The title sums it up: the term social media is a tad overused and social business is in theory happening but not really and who really gets it (other than Brian Solis)?
To start the conversation I want to highlight a few blog posts I’ve been reading by the “initiated”. They all just so happen to have been guest posts on Brian Solis’ blog as well as Brians’ two cents.
October of this year Chris Heuer wrote a guest blog on Brian Solis’ site with the title “Social Business is Dead! Long Live What’s Next”. In response Philip Sheldrake writes in November on the same blog: “Impatience is a Virtue: What’s Next for Social Business”. And then Brian Solis sums it up in December with: “Social Business in not Dead: New charts and data reveal the real evolution of social businesses”.
I took the liberty of curating Brian's words a bit to get to the meat of it, as I see it:
“As an analyst tracking the evolution of social businesses and equally the cause and effect of digital transformation overall, I’m learning that the most advanced organizations see social not as a technology movement but instead one of culture and philosophy. Openness, collaboration, transparency, communication…these aren’t buzz words. Among those leading change, these words represent a way of business and it all starts with vision and the ability to see how relationships and experiences with customers and employees can improve or accomplish new and greater goals.”
So, those are the guys who get it. On the other side of the playing field are: “Executives don’t think about tools they think about results. Aligning social and digital strategies with business objectives and priorities is the foundation for earning buy-in from the c-suite.”
He continues: “Here we are at the cusp of 2014, and businesses, and the strategists who lead social efforts, continue to struggle with sparking executive understanding, adoption, and leadership. The real story is about what’s happening beneath all that we see or think we see. So what’s obstructing the evolution of social business?”
And: “The challenge is that social media strategists may actually be hampering its potential by not helping executives see the bigger picture beyond the technology."
And, you guessed it; Brian Solis’ company Altimeter Group has put together a presentation releasing the data from their latest report while integrating older data in comparison from 2010. The presentation is available as a free download on Slideshare.
I found it to be very interesting to see, as a companies social media interaction grow and staffing needs grow, budget allotments stay practically flat.
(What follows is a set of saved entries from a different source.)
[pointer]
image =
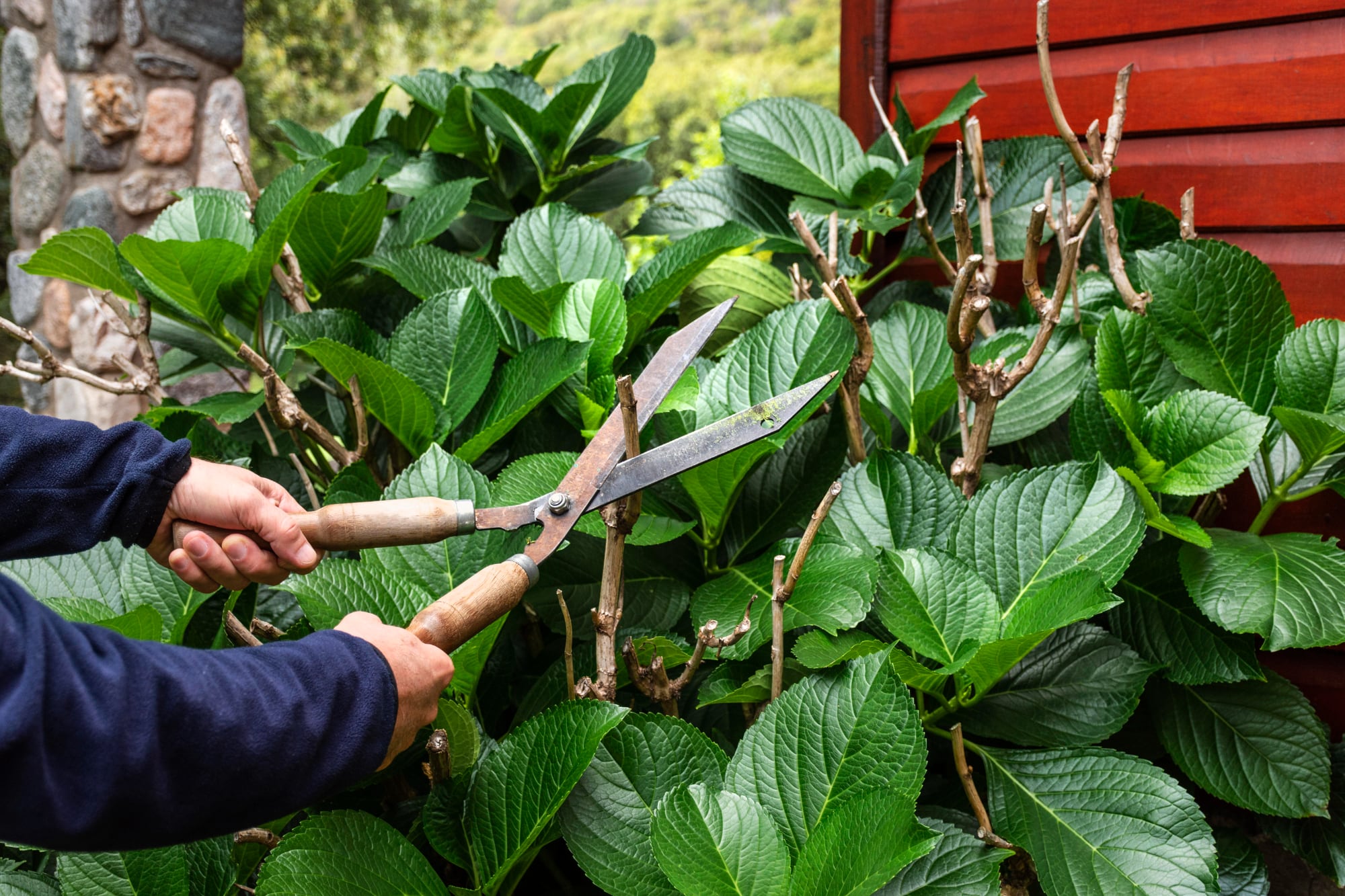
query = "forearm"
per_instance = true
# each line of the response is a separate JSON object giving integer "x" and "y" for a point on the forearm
{"x": 68, "y": 485}
{"x": 108, "y": 743}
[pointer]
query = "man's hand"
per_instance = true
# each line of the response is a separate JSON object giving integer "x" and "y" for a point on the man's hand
{"x": 232, "y": 498}
{"x": 422, "y": 670}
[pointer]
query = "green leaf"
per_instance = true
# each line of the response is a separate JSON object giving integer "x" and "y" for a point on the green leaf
{"x": 609, "y": 817}
{"x": 653, "y": 288}
{"x": 1062, "y": 806}
{"x": 1221, "y": 315}
{"x": 835, "y": 591}
{"x": 520, "y": 386}
{"x": 1044, "y": 396}
{"x": 346, "y": 853}
{"x": 558, "y": 244}
{"x": 820, "y": 650}
{"x": 1028, "y": 528}
{"x": 442, "y": 567}
{"x": 1286, "y": 588}
{"x": 913, "y": 366}
{"x": 389, "y": 395}
{"x": 334, "y": 231}
{"x": 1311, "y": 368}
{"x": 719, "y": 844}
{"x": 832, "y": 736}
{"x": 958, "y": 865}
{"x": 1079, "y": 686}
{"x": 895, "y": 501}
{"x": 520, "y": 787}
{"x": 732, "y": 684}
{"x": 1242, "y": 870}
{"x": 1130, "y": 358}
{"x": 935, "y": 604}
{"x": 206, "y": 216}
{"x": 761, "y": 288}
{"x": 1017, "y": 170}
{"x": 794, "y": 145}
{"x": 1257, "y": 744}
{"x": 447, "y": 346}
{"x": 85, "y": 256}
{"x": 1161, "y": 622}
{"x": 340, "y": 587}
{"x": 188, "y": 274}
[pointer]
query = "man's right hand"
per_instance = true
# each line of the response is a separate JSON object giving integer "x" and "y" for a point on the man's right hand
{"x": 422, "y": 670}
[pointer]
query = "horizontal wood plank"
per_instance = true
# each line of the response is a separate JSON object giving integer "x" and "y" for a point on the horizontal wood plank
{"x": 944, "y": 29}
{"x": 1231, "y": 80}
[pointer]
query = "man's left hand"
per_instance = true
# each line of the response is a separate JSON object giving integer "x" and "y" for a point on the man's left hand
{"x": 232, "y": 498}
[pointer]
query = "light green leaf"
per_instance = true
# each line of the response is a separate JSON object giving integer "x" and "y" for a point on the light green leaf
{"x": 895, "y": 501}
{"x": 520, "y": 787}
{"x": 346, "y": 853}
{"x": 520, "y": 386}
{"x": 1286, "y": 588}
{"x": 609, "y": 817}
{"x": 447, "y": 346}
{"x": 835, "y": 591}
{"x": 832, "y": 736}
{"x": 837, "y": 862}
{"x": 653, "y": 288}
{"x": 719, "y": 844}
{"x": 1257, "y": 744}
{"x": 935, "y": 604}
{"x": 1061, "y": 806}
{"x": 1031, "y": 526}
{"x": 759, "y": 288}
{"x": 793, "y": 143}
{"x": 1221, "y": 315}
{"x": 1160, "y": 620}
{"x": 913, "y": 366}
{"x": 389, "y": 395}
{"x": 820, "y": 650}
{"x": 85, "y": 256}
{"x": 1079, "y": 686}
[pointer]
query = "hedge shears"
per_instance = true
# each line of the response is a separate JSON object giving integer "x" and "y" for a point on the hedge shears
{"x": 598, "y": 478}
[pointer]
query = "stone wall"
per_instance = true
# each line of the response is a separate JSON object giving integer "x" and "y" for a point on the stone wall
{"x": 110, "y": 107}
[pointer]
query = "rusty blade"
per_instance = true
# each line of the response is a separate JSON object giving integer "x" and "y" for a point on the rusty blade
{"x": 707, "y": 443}
{"x": 609, "y": 446}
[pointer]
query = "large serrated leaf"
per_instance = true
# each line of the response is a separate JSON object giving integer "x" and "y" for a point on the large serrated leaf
{"x": 1257, "y": 744}
{"x": 1079, "y": 686}
{"x": 1286, "y": 588}
{"x": 1221, "y": 315}
{"x": 895, "y": 501}
{"x": 609, "y": 815}
{"x": 348, "y": 853}
{"x": 520, "y": 787}
{"x": 1101, "y": 822}
{"x": 831, "y": 736}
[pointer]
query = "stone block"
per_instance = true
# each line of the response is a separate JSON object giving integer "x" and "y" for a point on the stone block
{"x": 213, "y": 30}
{"x": 170, "y": 122}
{"x": 36, "y": 188}
{"x": 89, "y": 208}
{"x": 151, "y": 189}
{"x": 25, "y": 288}
{"x": 158, "y": 65}
{"x": 18, "y": 85}
{"x": 83, "y": 28}
{"x": 216, "y": 169}
{"x": 84, "y": 150}
{"x": 52, "y": 97}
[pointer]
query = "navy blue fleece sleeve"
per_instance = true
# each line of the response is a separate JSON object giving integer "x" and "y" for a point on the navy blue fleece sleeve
{"x": 110, "y": 743}
{"x": 67, "y": 485}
One can only hope that, as social media gets integrated into a business, it’s no longer a separate line item but part and parcel of the bigger picture across the organizations structure.
I have been consulting on a documentary by way of putting together a budget and treatment and auditioning for the producer position and have been surprised by the questions raised about social media and outreach. The misconceptions are all around mistaking the tools, that is the technology, for content and driver.
Questions like: “It’s for free, so why is there a line item for Facebook and Twitter”, and: “I tried it and nothing happened”. To both of which I can only say; “bingo”, or: “exactly”.
Social media is a conversation and unless you engage there’s no response. And it’s more than just a conversation it needs to be an ongoing conversation, a conversation that adds value to both sides, be it in form of information, entertainment, monetary income, indirect income (more hits equal more advertising dollars), expertise, or knowledge.
Facebook pages, blogs, Twitter, LinkedIn profiles might all be accounts you can set up for free, but someone needs to set them up and someone needs to come up with content and someone needs to maintain them – regularly, very regularly - for your message to raise above the “noise” and be heard. This someone needs a salary. In addition many more someone’s’ are going to produce content for these social media sites and that content needs to be in synch with the organizations message AND with the interactions the organization is having with its customers, fan base and clients.
It needs to be a holistic approach – and I mean holistic not in a tree hugger kind of way, but in a way of embracing the social media conversation as part of the organization as a whole.
So, I the social business really "dead"? Only time will tell. Or are you of an other opinion?